20 de diciembre de 2010

"Los infinitos" de John Banville













Entre las cosas que creamos para que sirvieran de consuelo, el amanecer da buen resultado. Cuando la oscuridad se desmenuza en el aire como terso y blando hollín y la luz se extiende despacio por el Este todo el género humano, menos sus miembros más desdichados, vuelve a vivir. Los inmortales solemos disfrutar del espectáculo, esa diaria resurrección menor, reunidos en los parapetos de las nubes con la mirada puesta en ellos, nuestras queridas criaturas, mientras se remueven para recibir al nuevo día. Qué mutismo cae entonces sobre nosotros, el triste silencio de nuestra envidia.
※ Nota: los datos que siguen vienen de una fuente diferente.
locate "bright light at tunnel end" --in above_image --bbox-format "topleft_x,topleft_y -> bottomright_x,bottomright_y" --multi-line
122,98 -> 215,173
Muchos siguen durmiendo, desde luego, indiferentes al encantador artificio matutino de nuestra prima Aurora, pero siempre están los insomnes, los inquietos enfermos, los perdidamente enamorados dando vueltas en su cama solitaria, o simplemente los madrugadores, los ajetreados, con sus flexiones de piernas y sus duchas frías y sus maniáticas tacitas de negra ambrosía. Sí, todos los que presencian el alba la saludan con alegría, más o menos, salvo los condenados, por supuesto, para quienes la primera luz será la última sobre la tierra.